Votizen’s story exhibits some common patterns. One of the most important to note is the acceleration of MVPs. The first MVP took eight months, the next four months, then three, then one. Each time David was able to validate or refute his next hypothesis faster than before.

How can one explain this acceleration? It is tempting to credit it to the product development work that had been going on. Many features had been created, and with them a fair amount of infrastructure. Therefore, each time the company pivoted, it didn’t have to start from scratch. But this is not the whole story. For one thing, much of the product had to be discarded between pivots. Worse, the product that remained was classified as a legacy product, one that was no longer suited to the goals of the company. As is usually the case, the effort required to reform a legacy product took extra work. Counteracting these forces were the hard-won lessons David had learned through each milestone. Votizen accelerated its MVP process because it was learning critical things about its customers, market, and strategy.

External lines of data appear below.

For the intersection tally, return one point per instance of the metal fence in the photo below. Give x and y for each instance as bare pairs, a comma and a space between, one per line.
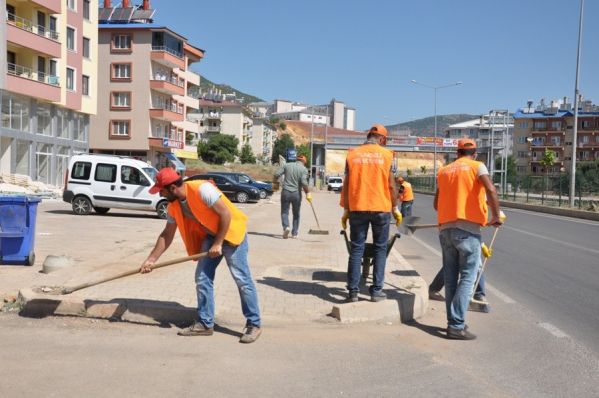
550, 190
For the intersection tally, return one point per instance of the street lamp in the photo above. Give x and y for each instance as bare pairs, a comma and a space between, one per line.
435, 88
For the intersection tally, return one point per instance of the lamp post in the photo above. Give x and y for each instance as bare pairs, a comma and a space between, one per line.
435, 88
576, 97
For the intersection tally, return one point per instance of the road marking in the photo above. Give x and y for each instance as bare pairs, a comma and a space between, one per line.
536, 235
427, 246
552, 329
552, 217
502, 296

Today, two years after its inception, Votizen is doing well. They recently raised $1.5 million from Facebook’s initial investor Peter Thiel, one of the very few consumer Internet investments he has made in recent years. Votizen’s system now can process voter identity in real time for forty-seven states representing 94 percent of the U.S. population and has delivered tens of thousands of messages to Congress. The Startup Visa campaign used Votizen’s tools to introduce the Startup Visa Act (S.565), which is the first legislation introduced into the Senate solely as a result of social lobbying. These activities have attracted the attention of established Washington consultants who are seeking to employ Votizen’s tools in future political campaigns.

David Binetti sums up his experience building a Lean Startup:

In 2003 I started a company in roughly the same space as I’m in today. I had roughly the same domain expertise and industry credibility, fresh off the USA.gov success. But back then my company was a total failure (despite consuming significantly greater investment), while now I have a business making money and closing deals. Back then I did the traditional linear product development model, releasing an amazing product (it really was) after 12 months of development, only to find that no one would buy it. This time I produced four versions in twelve weeks and generated my first sale relatively soon after that. And it isn’t just market timing—two other companies that launched in a similar space in 2003 subsequently sold for tens of millions of dollars, and others in 2010 followed a linear model straight to the dead pool.